The national death toll from vaping stands at six…with one of those victims an unidentified woman over 50 from Kansas. The Centers for Disease Control and Prevention says there have been 450 possible cases of lung disease related to vaping reported in 33 states. Now the Food and Drug Administration is taking steps to ban flavored e-cigarettes in the U.S. amid a surge of mysterious lung illnesses tied to vaping. Under the plan, retailers would have to stop selling non-tobacco- flavored e-cigarettes such as mint and menthol, and could only return them to shelves if the products gain FDA approval. The state of Kansas is also asking all hospitals to report any illnesses suspected to be related to vaping.

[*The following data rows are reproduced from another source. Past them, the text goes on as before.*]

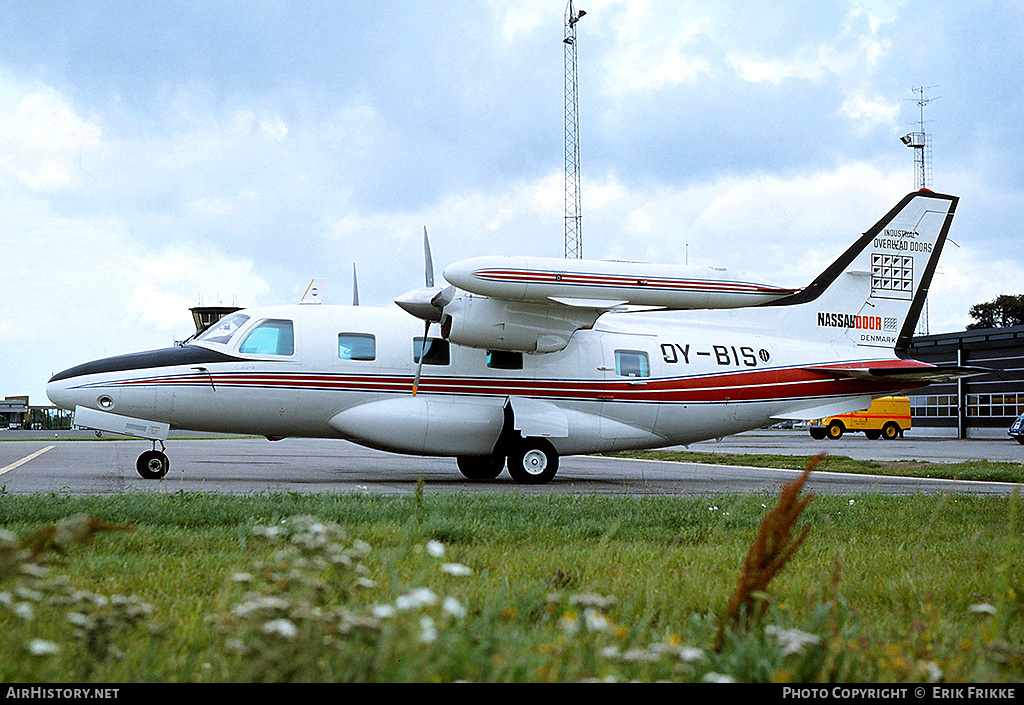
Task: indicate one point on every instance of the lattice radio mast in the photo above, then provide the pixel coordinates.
(573, 213)
(921, 142)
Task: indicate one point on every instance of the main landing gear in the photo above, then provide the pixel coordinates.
(153, 464)
(530, 461)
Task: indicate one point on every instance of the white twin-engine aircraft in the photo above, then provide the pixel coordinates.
(528, 359)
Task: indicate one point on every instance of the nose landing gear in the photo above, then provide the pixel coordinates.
(153, 464)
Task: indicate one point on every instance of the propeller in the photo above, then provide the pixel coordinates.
(426, 302)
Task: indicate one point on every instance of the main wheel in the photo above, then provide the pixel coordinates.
(153, 464)
(532, 461)
(480, 466)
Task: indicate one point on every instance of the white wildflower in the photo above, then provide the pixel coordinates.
(792, 640)
(453, 607)
(690, 654)
(38, 647)
(383, 611)
(24, 611)
(428, 632)
(595, 620)
(718, 677)
(284, 628)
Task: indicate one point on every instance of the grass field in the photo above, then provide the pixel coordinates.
(982, 470)
(440, 587)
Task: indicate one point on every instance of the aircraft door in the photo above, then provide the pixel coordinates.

One of those cases involved a 17-year-old girl who spent 10 days in The University of Kansas Hospital because she had trouble breathing after using a vape infused with THC for more than nine months. In the video, Dr. Michael Lewis, who heads the pediatric inpatient and intensive care units at The University of Kansas Health System, talks about the girl, whom he treated. He says at first, they thought it might be a bacterial pneumonia, but after the patient’s health rapidly declined, they discovered lung damage, not an infection. Steroids and breathing treatments helped and the girl was able to go home, but it’s unclear if she’ll have long-term damage. He says “You hear a lot about measles outbreaks. This is more scary, I think, than measles at this point.”
Also in the video, the girl, who asked not to be identified, but hopes her story will be a warning to others. She talks about how scared she was when she couldn’t breathe very well. She says at first, vaping was relaxing, and she believed it to be safer than cigarettes. Then she describes how frightening it was when headaches, fatigue and nausea kicked in, leading to her breathing problems. “You never think it’s going to happen to you,”she said.